Athem, der

[456] Der Athem, des -s, plur. inusit. die Luft, welche man vermittelst der Lunge in sich ziehet und wieder von sich stößet, und die Handlung des Einziehens und Ausstoßens dieser Luft; und zwar, 1) Eigentlich. Einen kurzen, schweren Athem haben. Athem hohlen, oder schöpfen, die zum Leben nöthige Luft in sich ziehen. Den Athem an sich halten, die geschöpfte Luft nicht wieder von sich stoßen. Der Athem ist ihm ausgegangen oder ausgefahren, er ist gestorben, in der alltäglichen niedrigen Sprechart. Es benimmt mir fast den Athem, ich möchte ersticken. Etwas in Einem Athem hersagen, unmittelbar hinter einander, ohne merkliche Zwischenräume. sie ist zugleich Sommer und Winter, sie lacht und weint, sie fleht und droht in Einem Athem, Weiße. So lange noch ein Athem in mir ist, so lange ich noch lebe. Sich aus dem Athem oder außer Athem laufen, reden, schreyen, ingleichen, ganz außer Athem seyn, wie auch,[456] wieder zu Athem kommen, sind sonderbare Arten des Ausdruckes, die indessen doch überall angenommen sind. Ich komme wieder zu Athem, auch figürlich, ich erhohle mich wieder von meiner Bestürzung. Nun da ich einmahl in Odem (Athem) bin, ihnen Vorwürfe zu machen, so will ich mich derselben erst ganz entledigen, Weiße. 2) Figürlich, für das Leben. Diese Bedeutung ist ein Hebraismus, daher sie auch nur in Luthers Bibel vorkommt. Indessen gehören doch auch verschiedene oben abgeführte figürliche R.A. hierher, indem der Athem zum natürlichen Leben unentbehrlich ist.
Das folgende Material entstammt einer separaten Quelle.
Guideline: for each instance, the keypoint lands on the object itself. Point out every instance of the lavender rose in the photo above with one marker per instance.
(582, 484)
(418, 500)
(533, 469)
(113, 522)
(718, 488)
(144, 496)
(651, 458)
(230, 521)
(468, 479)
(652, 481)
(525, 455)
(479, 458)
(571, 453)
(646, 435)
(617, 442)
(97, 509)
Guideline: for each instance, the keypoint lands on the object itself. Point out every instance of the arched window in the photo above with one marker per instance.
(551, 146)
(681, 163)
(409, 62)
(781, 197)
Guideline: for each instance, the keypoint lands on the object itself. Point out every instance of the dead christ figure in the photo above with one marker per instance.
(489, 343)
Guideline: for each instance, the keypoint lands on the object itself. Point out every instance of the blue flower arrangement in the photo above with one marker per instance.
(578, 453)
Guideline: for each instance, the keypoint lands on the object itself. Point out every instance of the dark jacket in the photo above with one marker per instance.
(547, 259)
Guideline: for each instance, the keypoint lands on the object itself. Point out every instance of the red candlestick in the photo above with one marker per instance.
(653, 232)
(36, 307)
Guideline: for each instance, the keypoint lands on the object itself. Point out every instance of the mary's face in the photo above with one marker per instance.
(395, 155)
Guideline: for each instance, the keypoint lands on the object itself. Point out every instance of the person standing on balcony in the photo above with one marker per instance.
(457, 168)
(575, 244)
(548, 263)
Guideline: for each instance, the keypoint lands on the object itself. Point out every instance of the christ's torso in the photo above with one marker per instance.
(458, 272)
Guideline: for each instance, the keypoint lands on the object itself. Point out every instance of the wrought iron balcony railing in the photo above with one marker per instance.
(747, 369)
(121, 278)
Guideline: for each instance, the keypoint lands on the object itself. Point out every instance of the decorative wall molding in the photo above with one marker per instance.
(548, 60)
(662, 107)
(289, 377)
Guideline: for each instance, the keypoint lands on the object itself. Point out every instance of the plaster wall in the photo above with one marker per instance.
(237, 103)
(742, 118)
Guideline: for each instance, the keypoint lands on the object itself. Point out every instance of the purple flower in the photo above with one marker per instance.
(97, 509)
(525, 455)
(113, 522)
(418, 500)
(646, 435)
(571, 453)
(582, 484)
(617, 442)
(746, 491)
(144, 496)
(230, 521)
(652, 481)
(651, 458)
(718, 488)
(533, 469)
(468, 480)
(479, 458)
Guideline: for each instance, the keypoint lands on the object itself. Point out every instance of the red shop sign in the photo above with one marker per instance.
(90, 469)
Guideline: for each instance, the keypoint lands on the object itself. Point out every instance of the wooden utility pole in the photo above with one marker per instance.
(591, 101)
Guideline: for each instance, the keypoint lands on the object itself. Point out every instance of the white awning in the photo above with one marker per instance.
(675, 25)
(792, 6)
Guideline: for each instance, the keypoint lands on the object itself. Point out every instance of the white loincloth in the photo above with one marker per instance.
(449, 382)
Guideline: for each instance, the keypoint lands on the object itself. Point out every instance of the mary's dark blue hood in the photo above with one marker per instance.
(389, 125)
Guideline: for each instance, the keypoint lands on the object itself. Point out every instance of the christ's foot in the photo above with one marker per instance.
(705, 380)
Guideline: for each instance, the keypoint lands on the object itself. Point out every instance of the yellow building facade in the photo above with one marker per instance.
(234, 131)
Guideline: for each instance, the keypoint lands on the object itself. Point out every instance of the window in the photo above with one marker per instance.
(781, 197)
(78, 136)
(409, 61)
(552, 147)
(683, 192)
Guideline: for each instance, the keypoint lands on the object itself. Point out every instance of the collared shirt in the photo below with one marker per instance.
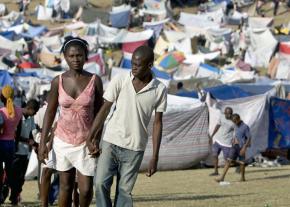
(10, 124)
(225, 133)
(127, 127)
(27, 126)
(242, 133)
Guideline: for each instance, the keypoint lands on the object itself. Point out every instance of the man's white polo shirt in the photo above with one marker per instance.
(127, 127)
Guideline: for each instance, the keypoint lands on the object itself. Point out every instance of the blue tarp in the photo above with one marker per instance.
(8, 35)
(121, 19)
(191, 94)
(225, 92)
(5, 78)
(220, 1)
(210, 68)
(27, 74)
(126, 63)
(222, 92)
(279, 123)
(161, 74)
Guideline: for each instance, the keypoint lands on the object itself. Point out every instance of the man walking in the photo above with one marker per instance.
(223, 133)
(136, 95)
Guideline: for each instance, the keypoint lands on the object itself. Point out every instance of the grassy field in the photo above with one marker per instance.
(265, 187)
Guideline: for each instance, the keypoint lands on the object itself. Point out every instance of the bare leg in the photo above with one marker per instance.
(85, 184)
(243, 167)
(215, 165)
(67, 180)
(76, 196)
(45, 186)
(226, 168)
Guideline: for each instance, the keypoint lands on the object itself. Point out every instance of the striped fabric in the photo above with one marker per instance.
(184, 140)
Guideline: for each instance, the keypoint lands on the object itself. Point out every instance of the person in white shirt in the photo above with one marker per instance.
(136, 95)
(223, 134)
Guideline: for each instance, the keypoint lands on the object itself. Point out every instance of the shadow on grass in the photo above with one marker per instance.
(265, 170)
(271, 177)
(179, 197)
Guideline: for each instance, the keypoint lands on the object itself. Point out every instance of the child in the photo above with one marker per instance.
(241, 141)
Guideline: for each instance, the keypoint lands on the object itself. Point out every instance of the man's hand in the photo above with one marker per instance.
(243, 151)
(31, 142)
(152, 168)
(210, 140)
(42, 153)
(93, 147)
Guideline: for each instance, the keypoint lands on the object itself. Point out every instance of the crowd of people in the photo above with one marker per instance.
(67, 130)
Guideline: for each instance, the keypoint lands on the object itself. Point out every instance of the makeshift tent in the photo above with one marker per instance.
(253, 111)
(157, 27)
(279, 123)
(120, 18)
(184, 138)
(261, 48)
(5, 78)
(283, 68)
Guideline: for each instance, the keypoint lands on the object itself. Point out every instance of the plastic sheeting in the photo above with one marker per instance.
(184, 138)
(253, 111)
(261, 49)
(279, 123)
(5, 78)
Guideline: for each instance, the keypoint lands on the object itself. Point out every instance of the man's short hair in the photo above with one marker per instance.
(237, 116)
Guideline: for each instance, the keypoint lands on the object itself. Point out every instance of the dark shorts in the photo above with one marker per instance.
(217, 148)
(7, 149)
(235, 153)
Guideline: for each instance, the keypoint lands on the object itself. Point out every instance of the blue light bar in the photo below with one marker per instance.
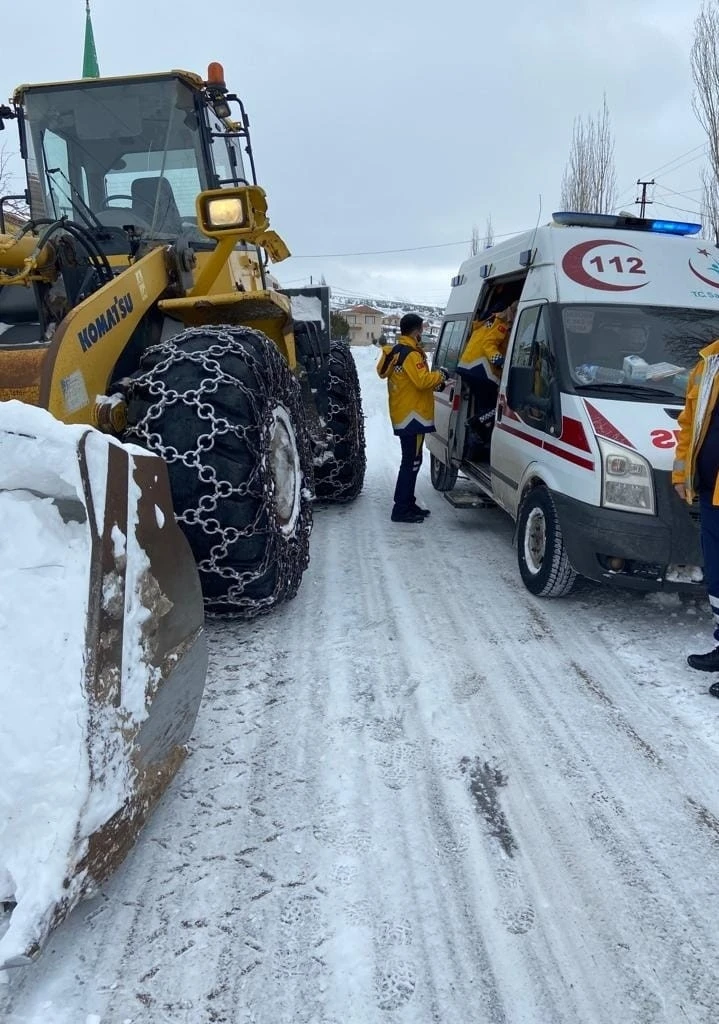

Anm. Athem, bey dem Kero und Isidor Atum und Adum, Angels. Aethm, Ethm, Nieders. Atem, Aten, Holländ. Adem, Aessem, zeiget zunächst den Hauch oder Wind an, welcher durch die Einziehung und Ausstoßung des Athems verursacht wird; worin es mit dem Griech. ατμƞ Athem, von αειν wehen, ααζειν hauchen, überein kommt. Bey dem Isidor bedeutet adhmuan wirklich wehen. Weil mit der Ausstoßung des Athems zuweilen ein sichtbarer Dunst verbunden ist, so ist es vermuthlich daher gekommen, daß Athem, in den ältesten Zeiten, so wie das Griechische ατμος und ατμις und das Angels. Aethm, auch einen jeden Dunst bedeutet hat, welchen das Nieders. Frathem und das Hochdeutsche Brodem noch bezeichnen. In den meisten Sprachen hat man die Benennung des Geistes oder der Secle von dem Athem oder Winde hergenommen. Im Deutschen ist solches auch um der Ursache willen geschehen, weil man durch das Latein. Spiritus dazu veranlasset wurde. Daher heißt bey dem Ulphilas Athma, bey den Schweden Ande, und bey dem Kero Atum so wohl die Seele, als ein jeder Geist, atum uuihenu, der heilige Geist, und atumlih, geistlich. In den folgenden Zeiten wählete man das Wort Geist dafür, welches eigentlich eben dieselbe Bedeutung hat. S. Geist. Es erhellet zugleich hieraus, daß Athem die älteste und wahre Sprech- und Schreibart ist, und daß Odem, welches auch einige gute Obersächsische Schriftsteller gebrauchen, bloß von der neuern Alemannischen Mundart herrühret, welche das A so gern mit dem tiefern O vertauschet.

Quelle:
Adelung, Grammatisch-kritisches Wörterbuch der Hochdeutschen Mundart, Band 1. Leipzig 1793, S. 456-457.